Wenn schon er als "kleiner Projektleiter" in Arbeit versinkt, wie bewältigen dann nur die Topmanager wie Jack Welch ihr Tagespensum? Deren Erfolgsrezept ist doch ständige Präsenz, harte Arbeit und technisches Detailwissen, oder? Bei diesem Gedanken fühlt er sich müde, unendlich müde - und es ist erst Montag, und das Projekt dauert noch ein Jahr...
Stress - bei Projektleitern weit verbreitet
Viele Projektleiter sind überarbeitet, sie leiden unter Termindruck, vollen Kalendern und Massen von E-Mails. Zusätzlichen Stress bereitet die an sich selbst gestellte oder in der Firmenkultur verankerte Anforderung, immer über alle technischen Details so weit im Bilde sein zu müssen, dass sie ihren Projektmitarbeitern sagen können, "wo es lang geht". Ihre Rollenvorbilder sind dieselben wie die von Führungskräften in der Linie: die berühmten Manager großer Konzerne, über die in den Wirtschaftszeitschriften berichtet wird, und die Übermenschliches zu leisten scheinen. Natürlich gibt es Ausnahme-Manager. Deren Leistungen und Pensen dürfen allerdings nicht zum allgemeinen Standard erhoben werden. Nur die wenigsten Manager können ein Leben lang so "ackern" und dabei so fit und gesund bleiben wie diese legendären Vorbilder. Stellt man diesen Anspruch trotzdem, wird das Ideal bald zur gefährlichen Last.

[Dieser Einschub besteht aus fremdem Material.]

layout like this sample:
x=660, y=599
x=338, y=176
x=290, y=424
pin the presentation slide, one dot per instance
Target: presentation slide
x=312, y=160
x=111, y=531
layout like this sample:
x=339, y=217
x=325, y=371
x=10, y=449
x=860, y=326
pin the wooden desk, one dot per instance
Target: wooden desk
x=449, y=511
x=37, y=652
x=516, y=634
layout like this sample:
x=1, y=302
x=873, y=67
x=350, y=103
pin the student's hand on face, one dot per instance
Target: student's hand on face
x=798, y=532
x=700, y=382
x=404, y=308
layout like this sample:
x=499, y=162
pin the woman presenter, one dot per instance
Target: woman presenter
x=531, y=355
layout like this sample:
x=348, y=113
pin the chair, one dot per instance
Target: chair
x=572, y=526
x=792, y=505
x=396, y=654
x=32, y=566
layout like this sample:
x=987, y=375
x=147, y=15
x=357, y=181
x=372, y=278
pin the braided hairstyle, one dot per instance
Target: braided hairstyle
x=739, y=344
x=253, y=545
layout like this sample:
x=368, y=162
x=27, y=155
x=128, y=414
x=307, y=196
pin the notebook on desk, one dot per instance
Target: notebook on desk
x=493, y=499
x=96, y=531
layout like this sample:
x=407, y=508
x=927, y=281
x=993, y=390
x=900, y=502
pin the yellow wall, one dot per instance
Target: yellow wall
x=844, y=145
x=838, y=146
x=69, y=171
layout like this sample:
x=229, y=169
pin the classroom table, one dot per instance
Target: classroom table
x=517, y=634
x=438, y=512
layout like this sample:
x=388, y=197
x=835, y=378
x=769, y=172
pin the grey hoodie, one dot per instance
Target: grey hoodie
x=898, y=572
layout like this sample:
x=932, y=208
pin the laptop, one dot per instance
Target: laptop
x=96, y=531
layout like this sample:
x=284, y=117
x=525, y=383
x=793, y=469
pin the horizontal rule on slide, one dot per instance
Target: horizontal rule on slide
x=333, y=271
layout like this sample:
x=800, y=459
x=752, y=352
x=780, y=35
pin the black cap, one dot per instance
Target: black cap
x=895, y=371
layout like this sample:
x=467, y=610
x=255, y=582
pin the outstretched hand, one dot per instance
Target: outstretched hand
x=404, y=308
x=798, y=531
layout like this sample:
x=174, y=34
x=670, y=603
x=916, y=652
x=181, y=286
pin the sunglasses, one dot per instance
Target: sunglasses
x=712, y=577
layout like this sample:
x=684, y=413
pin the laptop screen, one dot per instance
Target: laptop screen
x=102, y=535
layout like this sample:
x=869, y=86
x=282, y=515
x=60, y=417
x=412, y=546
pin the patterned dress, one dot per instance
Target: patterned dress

Hier stellt sich die Frage, ob es nicht ein menschlicheres Modell für Manager gibt, das es dennoch erlaubt, Projekte und Unternehmen erfolgreich zu leiten. Ein Modell, dem auch ein durchschnittlich begabter Mensch genügen kann, und das es ermöglicht, ein Leben außerhalb des Unternehmens oder des Projekts zu führen.
Gefährliches Vorbild
Das aktuelle Selbstbild der Manager liegt begründet in den Gedanken des amerikanischen Wirtschaftsphilosophen Frederick W. Taylor (1856 bis 1915). Seine größte und nach wie vor bemerkenswerte Gedankenleistung, die unsere Wirtschaft und Gesellschaft nachhaltig geprägt hat, war die Trennung der Planung von der Ausführung der Arbeit. Diese Idee ermöglichte die Arbeitsteilung als Organisationsform zum rationellen Einsatz von Menschen im Produktionsprozess. Arbeitsgänge wurden automatisiert, sodass auch ungelernte Arbeiter schnell Spezialisten für kleinste Tätigkeits-schritte werden konnten. Auf dieser Grundlage erfand Henry Ford die Fließbandproduktion von Autos.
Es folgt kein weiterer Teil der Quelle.